Two of the three patients with relapsed B-ALL received venetoclax in combination with vincristine, dexamethasone, and PEG-asparaginase. One patient with relapsed B-ALL received venetoclax in combination with fludarabine, high-dose cytarabine, and G-CSF (FLAG).
The median number of cycles of venetoclax combination therapy patients received was 1 (range <1 to 3). The most common reason for discontinuation of venetoclax was disease progression in 6 patients (46%), and in 2 cases it was discontinued due to infections.

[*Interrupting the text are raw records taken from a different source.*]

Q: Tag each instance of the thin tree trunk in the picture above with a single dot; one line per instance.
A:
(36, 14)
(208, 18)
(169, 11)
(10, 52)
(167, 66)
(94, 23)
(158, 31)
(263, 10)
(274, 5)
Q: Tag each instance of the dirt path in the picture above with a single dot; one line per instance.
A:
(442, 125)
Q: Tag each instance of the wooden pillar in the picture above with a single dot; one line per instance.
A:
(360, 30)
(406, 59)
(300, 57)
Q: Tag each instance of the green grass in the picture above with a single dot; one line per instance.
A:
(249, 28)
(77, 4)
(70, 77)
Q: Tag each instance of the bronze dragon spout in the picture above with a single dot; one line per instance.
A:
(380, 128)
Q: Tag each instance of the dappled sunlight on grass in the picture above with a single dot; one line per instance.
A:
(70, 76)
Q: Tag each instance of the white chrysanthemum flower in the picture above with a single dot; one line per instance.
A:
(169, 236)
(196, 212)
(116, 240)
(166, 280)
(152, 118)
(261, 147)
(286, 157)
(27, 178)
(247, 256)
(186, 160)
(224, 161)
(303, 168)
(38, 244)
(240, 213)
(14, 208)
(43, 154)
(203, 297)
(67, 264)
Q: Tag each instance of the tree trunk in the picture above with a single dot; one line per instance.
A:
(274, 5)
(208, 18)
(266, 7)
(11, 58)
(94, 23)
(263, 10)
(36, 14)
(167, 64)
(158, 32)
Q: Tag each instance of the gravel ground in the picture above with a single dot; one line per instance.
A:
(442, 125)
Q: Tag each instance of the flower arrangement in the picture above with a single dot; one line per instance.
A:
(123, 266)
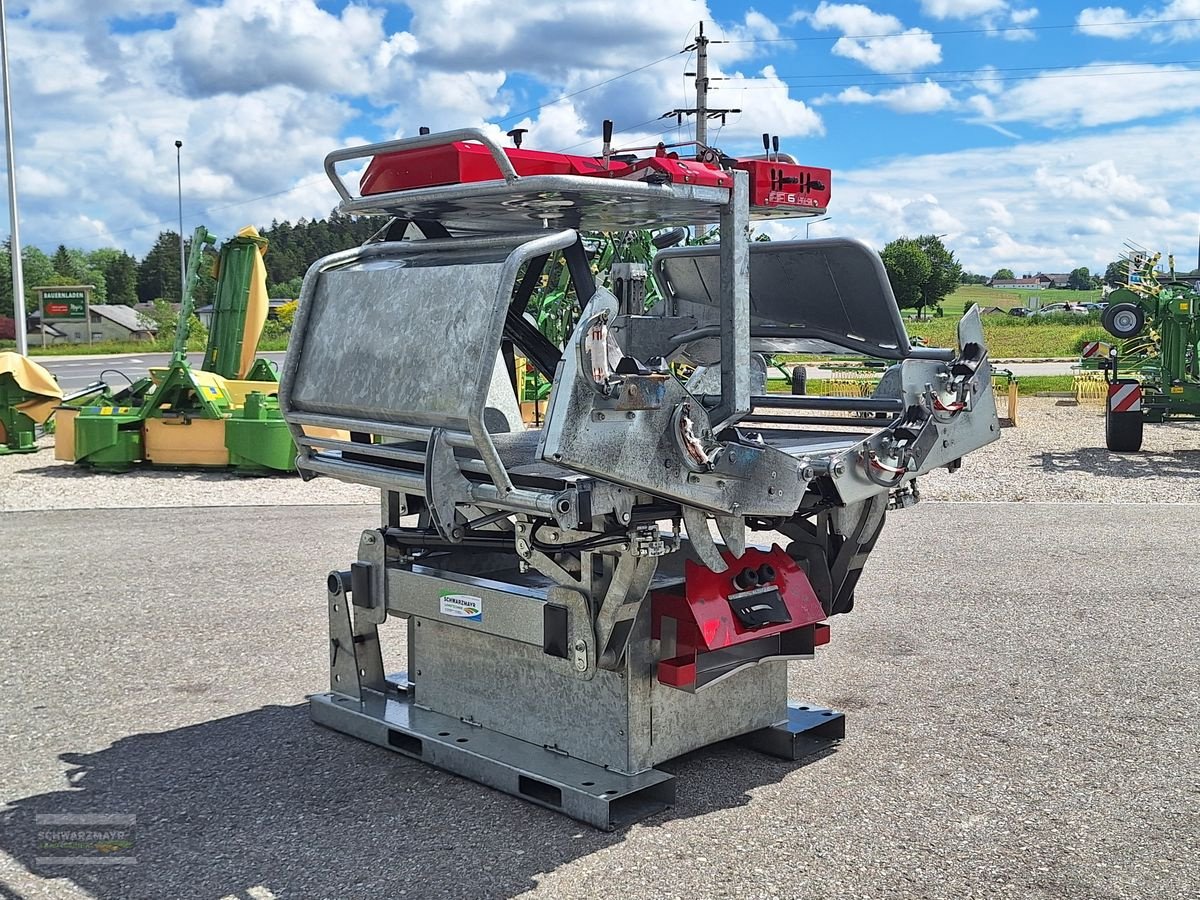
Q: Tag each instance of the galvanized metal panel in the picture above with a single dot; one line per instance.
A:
(508, 687)
(379, 337)
(834, 291)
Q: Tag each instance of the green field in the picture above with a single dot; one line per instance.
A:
(966, 294)
(1008, 336)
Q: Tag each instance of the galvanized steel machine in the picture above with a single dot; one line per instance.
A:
(571, 618)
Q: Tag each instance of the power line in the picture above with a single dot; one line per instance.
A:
(591, 87)
(982, 72)
(1133, 23)
(618, 131)
(858, 83)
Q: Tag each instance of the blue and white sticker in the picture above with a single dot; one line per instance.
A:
(462, 606)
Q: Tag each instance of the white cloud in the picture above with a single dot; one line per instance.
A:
(1092, 96)
(36, 183)
(996, 211)
(922, 97)
(1048, 205)
(241, 46)
(1175, 21)
(877, 41)
(960, 9)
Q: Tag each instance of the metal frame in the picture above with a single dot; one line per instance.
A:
(533, 653)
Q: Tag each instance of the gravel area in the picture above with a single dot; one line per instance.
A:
(1018, 726)
(1057, 454)
(39, 481)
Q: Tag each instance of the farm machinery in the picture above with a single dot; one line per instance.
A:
(1158, 319)
(28, 396)
(223, 413)
(573, 617)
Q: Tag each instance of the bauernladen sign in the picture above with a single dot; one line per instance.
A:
(64, 304)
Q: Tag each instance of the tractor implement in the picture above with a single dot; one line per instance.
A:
(222, 414)
(573, 619)
(1158, 321)
(28, 397)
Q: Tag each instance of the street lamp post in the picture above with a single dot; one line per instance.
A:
(813, 222)
(18, 276)
(179, 183)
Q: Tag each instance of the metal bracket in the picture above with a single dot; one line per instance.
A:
(621, 605)
(696, 522)
(444, 487)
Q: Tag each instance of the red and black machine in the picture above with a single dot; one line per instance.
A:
(585, 599)
(778, 185)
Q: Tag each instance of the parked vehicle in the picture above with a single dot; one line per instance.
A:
(1061, 309)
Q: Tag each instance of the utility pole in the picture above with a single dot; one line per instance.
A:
(179, 183)
(701, 111)
(18, 276)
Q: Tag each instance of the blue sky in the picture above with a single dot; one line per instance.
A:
(1033, 138)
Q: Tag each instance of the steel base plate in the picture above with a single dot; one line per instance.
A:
(809, 730)
(589, 793)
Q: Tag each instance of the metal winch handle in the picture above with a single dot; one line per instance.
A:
(389, 147)
(871, 462)
(940, 412)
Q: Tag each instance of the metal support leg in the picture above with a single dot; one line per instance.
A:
(808, 730)
(354, 659)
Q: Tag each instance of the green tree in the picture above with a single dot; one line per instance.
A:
(1116, 273)
(943, 271)
(71, 267)
(120, 271)
(36, 269)
(1080, 279)
(159, 273)
(65, 264)
(288, 289)
(909, 270)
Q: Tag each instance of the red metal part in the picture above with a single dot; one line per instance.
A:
(460, 162)
(670, 169)
(705, 621)
(783, 185)
(773, 185)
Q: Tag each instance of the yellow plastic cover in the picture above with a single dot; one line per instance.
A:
(33, 379)
(256, 306)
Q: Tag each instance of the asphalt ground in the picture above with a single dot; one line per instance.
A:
(1020, 683)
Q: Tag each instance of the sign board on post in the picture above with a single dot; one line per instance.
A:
(67, 303)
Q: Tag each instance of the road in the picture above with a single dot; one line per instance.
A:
(77, 372)
(1019, 725)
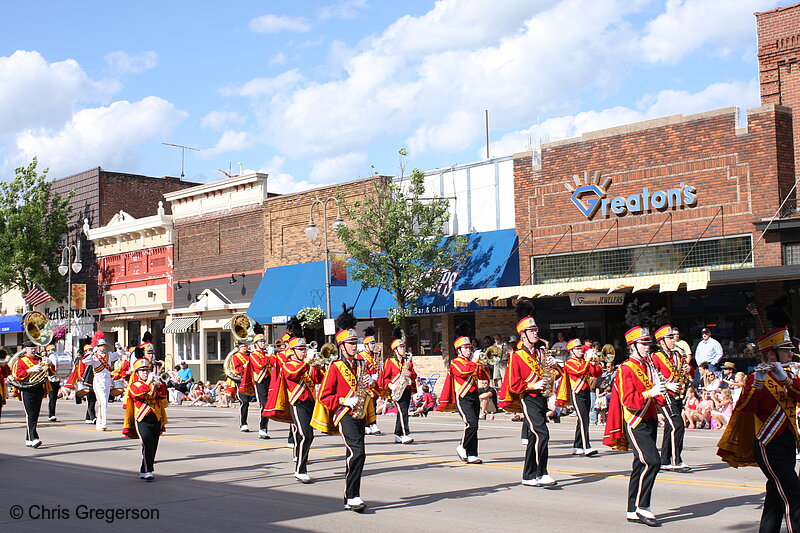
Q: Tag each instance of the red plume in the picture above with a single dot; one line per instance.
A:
(96, 337)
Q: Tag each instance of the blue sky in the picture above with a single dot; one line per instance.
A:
(315, 92)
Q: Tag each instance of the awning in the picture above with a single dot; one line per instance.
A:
(10, 324)
(181, 324)
(665, 283)
(285, 290)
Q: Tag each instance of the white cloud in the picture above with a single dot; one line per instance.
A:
(688, 25)
(277, 24)
(38, 94)
(662, 104)
(105, 136)
(339, 168)
(217, 120)
(123, 63)
(230, 141)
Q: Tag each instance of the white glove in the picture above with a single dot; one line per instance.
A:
(657, 390)
(778, 371)
(351, 402)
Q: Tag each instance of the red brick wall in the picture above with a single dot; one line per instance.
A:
(739, 177)
(223, 243)
(779, 61)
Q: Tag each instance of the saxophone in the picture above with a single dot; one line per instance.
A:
(362, 394)
(403, 381)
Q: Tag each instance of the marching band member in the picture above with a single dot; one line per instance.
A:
(372, 366)
(244, 391)
(100, 359)
(145, 413)
(397, 372)
(577, 373)
(667, 361)
(301, 380)
(461, 392)
(341, 396)
(763, 431)
(32, 396)
(256, 377)
(633, 421)
(522, 390)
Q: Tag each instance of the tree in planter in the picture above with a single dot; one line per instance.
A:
(395, 240)
(33, 221)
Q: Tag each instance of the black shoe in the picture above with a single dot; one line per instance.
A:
(650, 522)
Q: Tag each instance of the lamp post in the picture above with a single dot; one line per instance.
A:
(312, 232)
(70, 262)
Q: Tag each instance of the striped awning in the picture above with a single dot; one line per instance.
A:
(665, 282)
(181, 324)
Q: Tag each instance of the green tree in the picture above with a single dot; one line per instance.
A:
(33, 221)
(395, 240)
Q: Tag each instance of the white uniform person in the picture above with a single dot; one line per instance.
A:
(102, 363)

Three (23%) patients achieved a CR; 2 (15%) achieved a PR; 3 (23%) had stable disease, and 5 (42%) had PD. Of the 3 patients who achieved a CR, two had a diagnosis of relapsed B-ALL, and one had a diagnosis of SDS-associated AML. Two of these patients became MRD negative after one cycle of venetoclax combination therapy. All three patients who achieved a CR remain alive with no evidence of disease with a median follow-up time of 48 months.
Nine patients (69%) experienced disease progression following venetoclax therapy. Median survival was 9 months from venetoclax initiation (range 2.5 to 52 months), and median time to progression was 3 months (range 2 weeks to 7.5 months). (Fig. 2).